Chloramphenicol 500 mg oral oder i.v. 4-mal täglich für 7 Tage ist eine Behandlung der 2. Wahl, wenn Doxycyclin nicht verwendet werden kann. Orales Chloramphenicol ist in den USA nicht erhältlich, und die i.m. Verabreichung ist nicht wirksam. Chloramphenicol kann unerwünschte hämatologische Wirkungen hervorrufen, die eine Überwachung der Blutindizes erfordern.

Beide Arzneimittel sind rickettsiostatisch, nicht rickettsiozid.

Ciprofloxacin und andere Fluorchinolone sind in vitro wirksam gegen bestimmte Rickettsien, aber nur sehr wenige klinische Erfahrungen sprechen für die Verwendung von Fluorchinolonen bei RMSF.

Da schwerkranke Patienten mit RMSF oder epidemischem Typhus in späteren Stadien eine ausgeprägte Erhöhung der Kapillarpermeabilität aufweisen können, sollten vorsichtig Infusionslösungen gegeben werden, um den Blutdruck zu stabilisieren, ohne ein Lungen- und Hirnödem zu verschlimmern.

Literatur zur Therapie

  1. 1. Todd SR, Dahlgren FS, Traeger MS, et al: No visible dental staining in children treated with doxycycline for suspected Rocky Mountain Spotted Fever. J Pediatr 166(5):1246-51, 2015. doi: 10.1016/j.jpeds.2015.02.015. Epub 2015 Mar 17. PMID: 25794784.

Wichtige Punkte

  • Rickettsiose und verwandte Krankheiten (Anaplasmose, Ehrlichiose, Q-Fieber, Buschfieber) werden durch eine Gruppe von gramnegativen, obligat intrazellulären Coccobazillen verursacht; alle, mit Ausnahme von Coxiella burnetii, haben einen Arthropodenvektor.

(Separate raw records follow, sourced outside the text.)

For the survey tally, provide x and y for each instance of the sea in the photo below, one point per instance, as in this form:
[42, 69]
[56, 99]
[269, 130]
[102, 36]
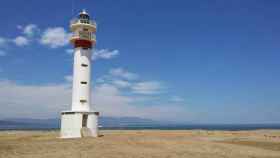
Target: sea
[228, 127]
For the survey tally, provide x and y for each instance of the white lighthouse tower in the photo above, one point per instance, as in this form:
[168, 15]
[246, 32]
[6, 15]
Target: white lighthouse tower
[81, 121]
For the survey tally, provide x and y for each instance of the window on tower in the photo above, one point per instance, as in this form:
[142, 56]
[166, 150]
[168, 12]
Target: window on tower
[83, 101]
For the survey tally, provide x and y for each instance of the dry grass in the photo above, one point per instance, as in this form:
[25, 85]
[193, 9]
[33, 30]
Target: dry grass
[143, 144]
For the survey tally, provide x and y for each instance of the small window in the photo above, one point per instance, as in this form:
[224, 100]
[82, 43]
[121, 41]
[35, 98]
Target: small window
[83, 101]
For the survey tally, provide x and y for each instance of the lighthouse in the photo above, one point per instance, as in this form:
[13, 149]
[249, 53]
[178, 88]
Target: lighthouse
[81, 120]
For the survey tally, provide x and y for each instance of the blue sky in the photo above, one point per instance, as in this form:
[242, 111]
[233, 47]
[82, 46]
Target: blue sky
[186, 61]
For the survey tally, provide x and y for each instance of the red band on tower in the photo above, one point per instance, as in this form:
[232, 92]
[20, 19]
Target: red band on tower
[83, 43]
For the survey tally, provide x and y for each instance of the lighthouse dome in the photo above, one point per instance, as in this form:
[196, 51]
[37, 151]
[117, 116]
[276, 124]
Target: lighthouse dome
[84, 15]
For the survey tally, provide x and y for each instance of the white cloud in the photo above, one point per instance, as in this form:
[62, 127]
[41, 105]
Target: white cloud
[30, 29]
[148, 87]
[68, 78]
[55, 37]
[121, 83]
[104, 54]
[21, 41]
[120, 72]
[46, 101]
[3, 41]
[32, 101]
[2, 53]
[176, 99]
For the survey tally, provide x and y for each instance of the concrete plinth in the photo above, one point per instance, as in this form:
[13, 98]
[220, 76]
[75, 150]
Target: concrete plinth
[74, 124]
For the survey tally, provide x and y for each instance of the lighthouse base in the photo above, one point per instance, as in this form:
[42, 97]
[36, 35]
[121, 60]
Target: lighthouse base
[77, 124]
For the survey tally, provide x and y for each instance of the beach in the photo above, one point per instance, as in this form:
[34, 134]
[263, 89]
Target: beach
[143, 144]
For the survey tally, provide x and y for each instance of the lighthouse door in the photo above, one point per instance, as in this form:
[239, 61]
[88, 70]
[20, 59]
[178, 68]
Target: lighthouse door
[84, 121]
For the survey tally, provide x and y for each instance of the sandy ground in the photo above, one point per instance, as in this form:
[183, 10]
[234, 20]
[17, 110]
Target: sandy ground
[143, 144]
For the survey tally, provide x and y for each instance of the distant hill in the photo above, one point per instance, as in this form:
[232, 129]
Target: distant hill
[105, 122]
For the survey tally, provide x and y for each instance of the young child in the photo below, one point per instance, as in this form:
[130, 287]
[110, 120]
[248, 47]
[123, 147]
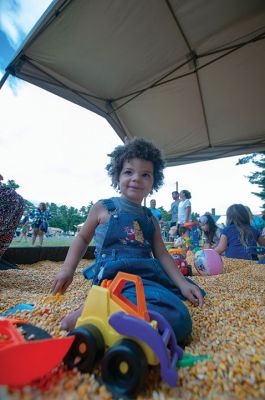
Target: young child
[239, 238]
[183, 238]
[128, 238]
[210, 230]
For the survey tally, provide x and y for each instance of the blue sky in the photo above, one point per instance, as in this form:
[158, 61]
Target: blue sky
[46, 144]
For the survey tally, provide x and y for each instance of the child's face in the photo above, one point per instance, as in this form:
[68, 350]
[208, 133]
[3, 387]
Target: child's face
[136, 179]
[204, 227]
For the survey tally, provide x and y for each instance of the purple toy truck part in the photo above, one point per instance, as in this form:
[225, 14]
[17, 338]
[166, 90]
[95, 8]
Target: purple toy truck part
[162, 341]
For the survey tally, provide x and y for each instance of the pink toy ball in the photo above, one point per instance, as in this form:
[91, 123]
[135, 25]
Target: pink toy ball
[208, 262]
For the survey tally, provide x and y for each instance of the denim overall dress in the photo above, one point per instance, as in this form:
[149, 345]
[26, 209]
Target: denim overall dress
[126, 247]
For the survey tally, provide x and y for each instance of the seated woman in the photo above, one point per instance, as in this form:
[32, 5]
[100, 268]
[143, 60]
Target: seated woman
[210, 230]
[239, 239]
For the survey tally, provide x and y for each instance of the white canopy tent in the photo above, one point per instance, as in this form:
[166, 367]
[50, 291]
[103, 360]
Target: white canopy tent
[188, 75]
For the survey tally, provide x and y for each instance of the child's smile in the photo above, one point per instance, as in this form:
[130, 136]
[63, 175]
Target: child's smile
[136, 179]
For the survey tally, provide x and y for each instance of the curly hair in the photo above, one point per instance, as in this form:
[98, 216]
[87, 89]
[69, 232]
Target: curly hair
[238, 215]
[187, 194]
[211, 225]
[135, 148]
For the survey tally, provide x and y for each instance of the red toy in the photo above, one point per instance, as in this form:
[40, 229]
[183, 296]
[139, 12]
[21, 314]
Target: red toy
[23, 361]
[179, 257]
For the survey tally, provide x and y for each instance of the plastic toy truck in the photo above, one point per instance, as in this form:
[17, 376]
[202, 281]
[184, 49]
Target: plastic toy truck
[24, 359]
[132, 337]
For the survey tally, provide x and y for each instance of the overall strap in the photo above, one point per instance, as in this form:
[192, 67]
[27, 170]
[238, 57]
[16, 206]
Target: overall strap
[147, 211]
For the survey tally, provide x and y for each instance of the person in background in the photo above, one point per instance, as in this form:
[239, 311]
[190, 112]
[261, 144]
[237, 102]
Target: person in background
[11, 209]
[128, 239]
[211, 232]
[155, 211]
[174, 208]
[239, 239]
[184, 208]
[255, 221]
[40, 217]
[25, 227]
[181, 241]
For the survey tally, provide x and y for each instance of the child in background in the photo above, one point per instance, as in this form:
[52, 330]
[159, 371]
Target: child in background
[181, 241]
[239, 238]
[128, 238]
[210, 230]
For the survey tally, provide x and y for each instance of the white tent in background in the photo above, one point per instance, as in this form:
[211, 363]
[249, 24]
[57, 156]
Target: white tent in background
[188, 75]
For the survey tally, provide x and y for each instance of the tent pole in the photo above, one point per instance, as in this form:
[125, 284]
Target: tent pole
[4, 78]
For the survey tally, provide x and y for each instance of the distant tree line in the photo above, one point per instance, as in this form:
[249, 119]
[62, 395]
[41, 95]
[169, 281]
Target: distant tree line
[63, 217]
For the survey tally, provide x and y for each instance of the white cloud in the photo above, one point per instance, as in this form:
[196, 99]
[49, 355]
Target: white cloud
[57, 152]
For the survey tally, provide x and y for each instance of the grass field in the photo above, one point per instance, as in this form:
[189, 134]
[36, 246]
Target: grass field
[50, 241]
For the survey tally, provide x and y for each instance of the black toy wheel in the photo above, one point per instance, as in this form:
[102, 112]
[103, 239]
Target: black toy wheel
[189, 270]
[124, 367]
[32, 332]
[86, 349]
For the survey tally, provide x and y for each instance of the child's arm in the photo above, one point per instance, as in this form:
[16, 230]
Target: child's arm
[77, 249]
[261, 241]
[190, 291]
[187, 213]
[222, 245]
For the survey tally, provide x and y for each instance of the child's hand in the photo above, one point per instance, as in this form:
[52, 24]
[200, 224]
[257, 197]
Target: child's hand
[61, 282]
[192, 293]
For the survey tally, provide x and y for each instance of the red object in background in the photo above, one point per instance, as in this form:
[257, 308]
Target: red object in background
[24, 361]
[183, 266]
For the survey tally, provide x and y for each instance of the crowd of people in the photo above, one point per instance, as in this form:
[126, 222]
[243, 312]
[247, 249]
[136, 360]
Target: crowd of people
[14, 214]
[131, 238]
[238, 239]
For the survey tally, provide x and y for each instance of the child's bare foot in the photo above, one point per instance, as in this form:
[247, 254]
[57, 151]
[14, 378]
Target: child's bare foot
[69, 321]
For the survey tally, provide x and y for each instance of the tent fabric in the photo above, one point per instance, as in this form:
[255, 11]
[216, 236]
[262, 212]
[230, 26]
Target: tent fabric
[187, 75]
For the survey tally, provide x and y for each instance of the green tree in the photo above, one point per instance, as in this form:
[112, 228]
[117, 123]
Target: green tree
[11, 184]
[165, 214]
[257, 177]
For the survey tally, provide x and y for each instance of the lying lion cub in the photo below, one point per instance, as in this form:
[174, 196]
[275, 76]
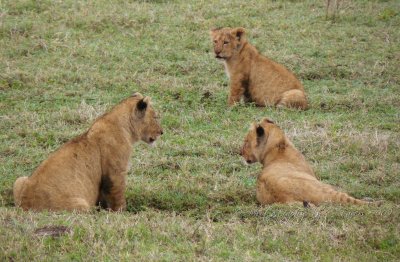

  • Rickettsienerkrankungen verursachen Fieber und, abhängig von der Krankheit, manchmal eine lokale Läsion (Schorf), petechialen Hautausschlag, regionale Lymphadenopathie, enzephalitische Zeichen, Vaskulitis, Gangrän der Haut und Gewebe, Organdysfunktion und Gefäßkollaps.

  • Unterscheiden Sie Rickettsiose und verwandte Krankheiten von anderen akuten Infektionen und voneinander aufgrund der Vorgeschichte, der klinischen Merkmale und der Testergebnisse (z. B. Biopsie mit indirektem Immunfluoreszenztest, serologische Tests, Polymerase-Kettenreaktion).

  • Behandeln Sie mit Antibiotika, ohne auf diagnostische Testergebnisse zu warten, um eine signifikante Verschlechterung, den Tod und eine verlängerte Genesung zu verhindern.

  • Die Erstlinienbehandlung erfolgt mit Doxycyclin.